Lacey's most notable victories as a player came in the Belgian Open of 1931 and 1932, and the French Open in 1932, and he continued to be a regular high finisher in British professional events in the 1930s. 1937 was his most successful year winning the Yorkshire Evening News and Dunlop-Metropolitan tournaments and finishing seventh in The Open Championship, behind winner Henry Cotton but ahead of several of that year's American Ryder Cup side, including major champions Horton SmithRalph GuldahlSam Snead and Denny Shute.

Lacey was professional at The Berkshire Golf Club in Ascot, Berkshire from 1934 to 1952 having previously been at Selsdon Park (1928 to 1933), Leighton Buzzard Golf Club (1927 to 1928) and an assistant at Gerrards Cross Golf Club.
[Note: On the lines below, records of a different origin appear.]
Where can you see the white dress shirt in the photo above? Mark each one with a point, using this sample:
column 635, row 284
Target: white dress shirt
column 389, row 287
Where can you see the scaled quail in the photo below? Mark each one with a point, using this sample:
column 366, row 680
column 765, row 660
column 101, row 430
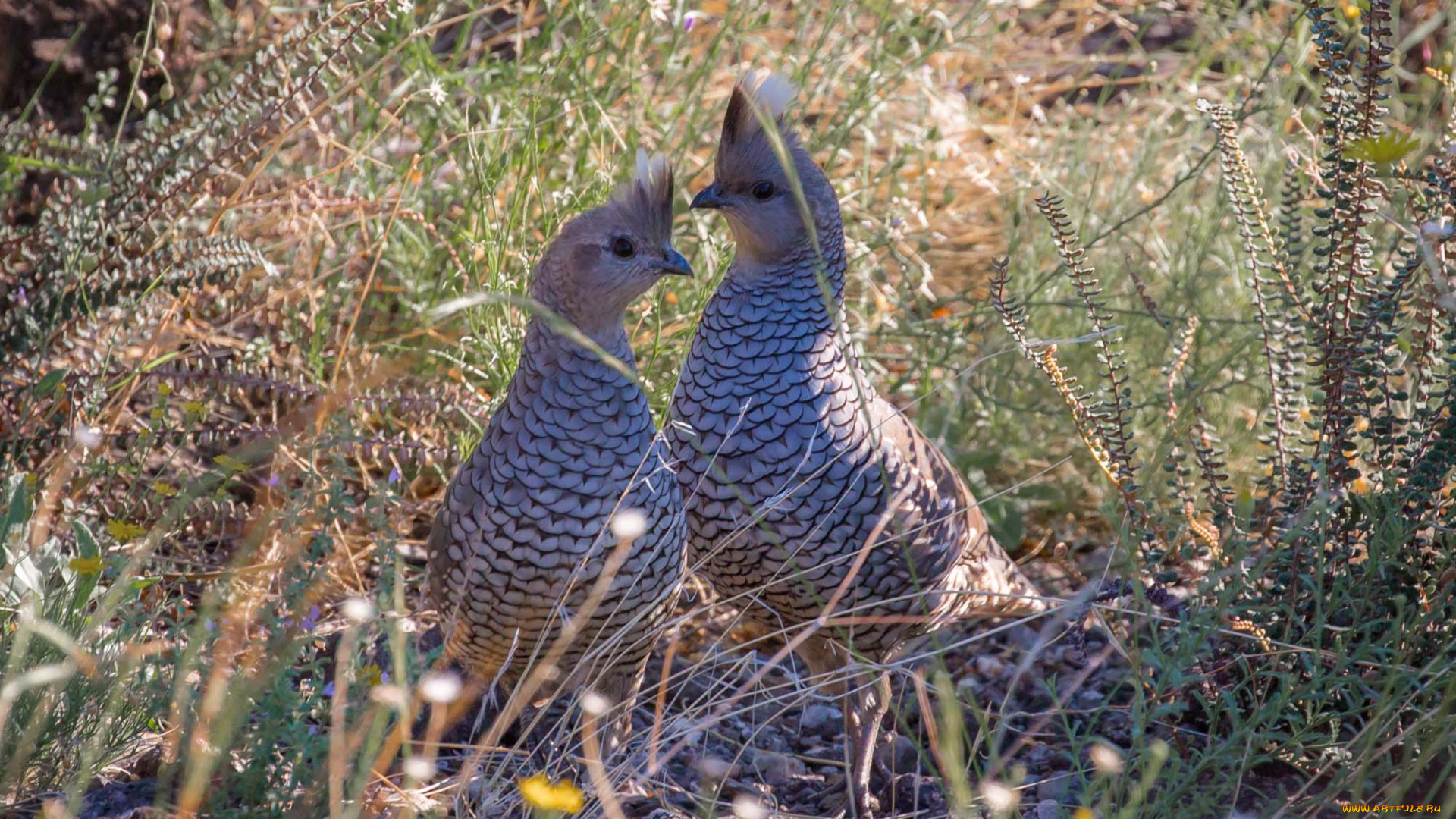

Lacey also served as a rules official, and in that capacity was involved in a controversial ruling during the final round of the 1958 Masters Tournament. He allowed Arnold Palmer, who was in strong contention, to play two balls when Palmer's tee shot plugged in wet turf on the 12th hole. Palmer's original attempt from the plugged lie gave him a double bogey, while he made a par with his second ball after taking a free drop, which he had had to argue with Lacey to obtain. Palmer's actual score on the hole would be decided after further discussion. Bobby Jones ruled half an hour later that Palmer's par would count, and Palmer went on to win, ahead of a bitter Ken Venturi, who as Palmer's playing partner lost his composure when Palmer received the favourable ruling. The incident has been debated heavily in golf circles ever since.[5]